In this context, managers look for products and services that are cost-effective and flexible. Rather than procure proprietary appliances that are difficult to modify and don't interact well with other infrastructure, they're turning toward software-defined solutions that intelligently partition data and facilitate a vendor-agnostic environment.

Software-defined storage as a way to control big data sprawl
Software-defined storage creates a powerful virtual software layer, with which local and cloud-based data requests can be distributed to a pool of storage resources. The virtual instance controls data flow to a heterogeneous infrastructure that may include many different types of media, usually SSDs for performance and HDDs and/or tape for storage.

Such an arrangement makes for better utilization of storage infrastructure, while enabling data to be pushed to the ideal repository. Organizations achieve granular control over performance and information exchange, plus the versatility of the virtual and physical layers working in tandem reduces the prospect of vendor lock-in. Data can be migrated from one array to another with minimal reliance on the underlying equipment.

What does all of this mean for handling big data projects? For one, SDS enables enterprises to get more from economical, industry-standard cloud hardware, and the high diversification and utilization of storage assets means that they're not always fighting the uphill battle of just buying more disks to keep up with increasing volumes. The latter approach is both costly and counterproductive, since it encourages over-collection of data rather than smart management and tiering of workflows.

"Storage sprawl was actually becoming a bit of an issue," observed Bill Kleyman for Data Center Knowledge. "Just how many more shelves or disks will you need to help support your next-generation data center? The answer doesn't always revolve around the physical. Software-defined storage allows organizations to better manage storage arrays, disks and repositories. This means understanding where IO-intensive data should reside and how to best optimize information delivery."

So SDS means that data sets can be distributed in ways that correspond to their respective I/O requirements. For example, valuable SSD read/write cycles aren't wasted on data that could be easily handled by slower media. Moreover, cloud infrastructure can leverage the intelligence and flexibility of software in order to integrate with other data centers, increasing scalability and giving organizations the ability to economically adjust to rising traffic and get more out of related analytics projects.

Mobile and archiving: Two sides of the big data coin
Building cost-effective and flexible infrastructure is vital because of how much data now passes through the cloud, as well as the number of different devices from which it originates.
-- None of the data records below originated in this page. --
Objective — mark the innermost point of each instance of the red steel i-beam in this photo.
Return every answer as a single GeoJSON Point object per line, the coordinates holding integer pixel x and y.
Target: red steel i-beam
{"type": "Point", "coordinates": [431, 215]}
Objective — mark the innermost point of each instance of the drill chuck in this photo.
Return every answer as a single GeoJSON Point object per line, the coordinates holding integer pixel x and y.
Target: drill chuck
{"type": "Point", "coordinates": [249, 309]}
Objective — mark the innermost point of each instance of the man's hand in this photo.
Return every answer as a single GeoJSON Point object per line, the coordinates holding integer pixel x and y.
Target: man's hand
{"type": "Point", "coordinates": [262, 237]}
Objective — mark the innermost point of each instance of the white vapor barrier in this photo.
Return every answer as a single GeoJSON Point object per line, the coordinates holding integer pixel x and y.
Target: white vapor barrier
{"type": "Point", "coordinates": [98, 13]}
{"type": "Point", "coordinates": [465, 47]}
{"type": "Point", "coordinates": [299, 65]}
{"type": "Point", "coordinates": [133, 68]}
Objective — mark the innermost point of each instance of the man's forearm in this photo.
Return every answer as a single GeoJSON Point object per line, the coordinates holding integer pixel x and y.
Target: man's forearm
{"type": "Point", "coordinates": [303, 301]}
The latest Cisco Visual Networking Index found that monthly mobile data traffic would surpass 15 exabytes by 2018, and the number of mobile devices will exceed the world's population sometime this year.
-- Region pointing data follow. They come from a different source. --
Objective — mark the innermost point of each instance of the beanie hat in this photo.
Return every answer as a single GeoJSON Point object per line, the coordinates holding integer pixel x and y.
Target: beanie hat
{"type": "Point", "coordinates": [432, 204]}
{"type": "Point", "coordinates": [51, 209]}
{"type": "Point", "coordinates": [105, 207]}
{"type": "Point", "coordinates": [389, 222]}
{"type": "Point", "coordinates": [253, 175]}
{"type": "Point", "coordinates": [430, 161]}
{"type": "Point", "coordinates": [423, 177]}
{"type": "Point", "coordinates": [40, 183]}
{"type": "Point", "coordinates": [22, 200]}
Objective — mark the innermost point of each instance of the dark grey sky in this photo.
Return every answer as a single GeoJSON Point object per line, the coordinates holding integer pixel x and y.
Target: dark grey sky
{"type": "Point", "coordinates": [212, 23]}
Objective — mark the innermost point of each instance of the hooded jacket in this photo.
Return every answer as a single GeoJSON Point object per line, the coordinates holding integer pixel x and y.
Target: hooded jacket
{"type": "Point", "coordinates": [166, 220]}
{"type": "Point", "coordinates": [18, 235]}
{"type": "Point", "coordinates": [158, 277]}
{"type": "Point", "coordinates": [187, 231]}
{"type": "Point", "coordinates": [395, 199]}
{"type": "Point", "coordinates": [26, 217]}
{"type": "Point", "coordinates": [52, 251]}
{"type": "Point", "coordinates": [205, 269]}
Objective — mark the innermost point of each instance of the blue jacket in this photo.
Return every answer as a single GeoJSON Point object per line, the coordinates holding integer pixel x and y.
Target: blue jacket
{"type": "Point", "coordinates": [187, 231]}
Keeping up with mobile traffic is just one part of the modern enterprise's challenges in orchestrating beneficial analytics projects. To stay ahead of the curve, many companies are turning to archiving solutions that leverage inexpensive media for cold storage. Tape has long been a popular option in this space, although disks are gaining ground. Some vendors are working on optical platters that have a shelf life of up to 50 years, easily surpassing that of current-generation linear tape solutions.

This search for the optimal archiving technology underscores how even basic questions of what type of storage medium to use are still relevant to enterprises. Getting a handle on big data, and on the increase in network traffic at-large, is a matter of discovering efficient processes and being smart about hardware procurement. There's no silver bullet solution to creating infrastructure that is well adjusted to the new data landscape, but SDS is a start since it gives stakeholders options for finding what's right for their particular operations.